If you're planning a move, the time to start decluttering is now. Decluttering before moving is slightly more complicated than your typical spring cleaning process. Unless you're one of the few (lucky) people who love to clean and organize, you are probably dreading the decluttering process. However, tackling it now will save you time and money – not to mention giving you a tremendous sense of relief and accomplishment. Here are some tips to make it easier.

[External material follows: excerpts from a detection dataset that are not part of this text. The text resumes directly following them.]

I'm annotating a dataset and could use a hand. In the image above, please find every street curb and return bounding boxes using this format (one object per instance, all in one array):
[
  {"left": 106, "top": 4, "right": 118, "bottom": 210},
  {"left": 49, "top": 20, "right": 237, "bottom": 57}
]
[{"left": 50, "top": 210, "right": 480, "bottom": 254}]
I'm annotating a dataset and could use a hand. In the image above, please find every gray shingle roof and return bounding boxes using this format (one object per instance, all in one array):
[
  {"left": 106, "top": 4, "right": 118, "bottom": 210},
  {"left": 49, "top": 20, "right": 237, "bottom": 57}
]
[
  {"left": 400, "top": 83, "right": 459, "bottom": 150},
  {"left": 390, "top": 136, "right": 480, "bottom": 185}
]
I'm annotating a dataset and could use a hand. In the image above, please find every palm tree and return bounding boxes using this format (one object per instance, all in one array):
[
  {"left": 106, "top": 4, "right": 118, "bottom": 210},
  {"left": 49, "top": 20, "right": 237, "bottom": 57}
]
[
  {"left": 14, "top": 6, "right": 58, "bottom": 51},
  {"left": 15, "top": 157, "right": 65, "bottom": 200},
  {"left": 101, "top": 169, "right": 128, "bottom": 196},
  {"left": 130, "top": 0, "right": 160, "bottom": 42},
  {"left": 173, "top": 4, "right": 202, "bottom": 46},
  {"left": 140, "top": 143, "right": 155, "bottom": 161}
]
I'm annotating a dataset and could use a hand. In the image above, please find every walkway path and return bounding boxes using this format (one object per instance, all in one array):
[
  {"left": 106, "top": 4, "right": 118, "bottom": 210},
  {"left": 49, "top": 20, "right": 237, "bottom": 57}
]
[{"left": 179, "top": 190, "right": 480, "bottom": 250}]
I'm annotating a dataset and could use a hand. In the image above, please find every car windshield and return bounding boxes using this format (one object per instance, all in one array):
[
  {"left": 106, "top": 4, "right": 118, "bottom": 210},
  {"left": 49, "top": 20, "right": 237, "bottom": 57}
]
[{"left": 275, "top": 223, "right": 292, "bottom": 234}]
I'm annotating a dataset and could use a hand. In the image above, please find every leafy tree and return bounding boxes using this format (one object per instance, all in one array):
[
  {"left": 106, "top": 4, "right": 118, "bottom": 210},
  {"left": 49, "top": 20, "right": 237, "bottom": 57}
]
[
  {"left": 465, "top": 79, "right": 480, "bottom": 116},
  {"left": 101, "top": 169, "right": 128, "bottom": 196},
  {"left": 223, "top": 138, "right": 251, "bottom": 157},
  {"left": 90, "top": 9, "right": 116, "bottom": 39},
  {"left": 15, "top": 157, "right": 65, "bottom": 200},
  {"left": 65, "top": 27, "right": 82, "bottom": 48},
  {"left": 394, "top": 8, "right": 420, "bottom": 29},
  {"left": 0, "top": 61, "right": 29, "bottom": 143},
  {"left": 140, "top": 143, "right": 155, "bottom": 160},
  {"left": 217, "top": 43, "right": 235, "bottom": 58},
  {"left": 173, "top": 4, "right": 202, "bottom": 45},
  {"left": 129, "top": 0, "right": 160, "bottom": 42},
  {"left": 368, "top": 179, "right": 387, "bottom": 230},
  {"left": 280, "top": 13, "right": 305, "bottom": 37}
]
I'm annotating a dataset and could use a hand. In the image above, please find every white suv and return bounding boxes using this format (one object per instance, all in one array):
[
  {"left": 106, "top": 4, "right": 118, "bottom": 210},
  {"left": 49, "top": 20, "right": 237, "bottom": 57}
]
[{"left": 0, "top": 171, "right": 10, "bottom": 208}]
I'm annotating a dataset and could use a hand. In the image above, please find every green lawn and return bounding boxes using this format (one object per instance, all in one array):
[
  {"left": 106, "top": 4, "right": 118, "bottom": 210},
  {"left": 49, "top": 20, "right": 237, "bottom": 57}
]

Remember how much money you're saving
To stay motivated, keep in mind that decluttering after your move is the more expensive option. Decluttering first will save you money in a couple of ways. First, you’ll have the opportunity to make some money to help with your move by selling unwanted items (or you can make a charitable donation). You’ll also spend less on your move itself because you’ll be taking less with you. That means fewer packing supplies, a smaller truck, and less time the movers will spend on your job. If you’re moving long-distance, you’ll also save money on the weight load.
Start with heavy things that are easy to pack
For many people, books are an excellent place to begin the decluttering process. Even if you have shelf after shelf laden with books, this is still an easy category to get through and completing it will motivate you to do more. Pack up all the books you most likely won’t reread (and be honest). Donate or sell them, and you’ve instantly made your move that much easier.
Think category - not room
For example, when you’re paring down your book collection, check every corner of every room in your house for unused books. Look in the attic, the basement, all the closets, the bedrooms, and so on to find every book you own. Then, decide which ones to keep and which ones to let go.
Organize your belongings into labeled boxes or piles
You’ll figure out which categories you need, but in general, you can use groups such as keep/pack, sell, donate, and toss. As you go through all your categories of things you own, sort each item into one of these boxes or piles. Make sure to keep a record of all the details you donate for tax purposes. To sell items, take photos and post them online or plan a garage sale. Pack as many of the objects you’re keeping as possible, leaving out enough clothing and personal items to get you through the next few weeks or months.
Need help letting go? Retrain your brain
If you’re finding it hard to part with your things, rephrase your mental wording. Instead of asking yourself whether you should get rid of something, ask yourself whether the item is something you want to pack, move, and unpack in your brand-new, spotless home. Of course, you should keep items that have great sentimental value or that make you happy. If you don’t love it or use it, though, there’s no reason to drag it from house to house (or from state to state). Only take the things you need and the things that will make you happy when you see them in your new home.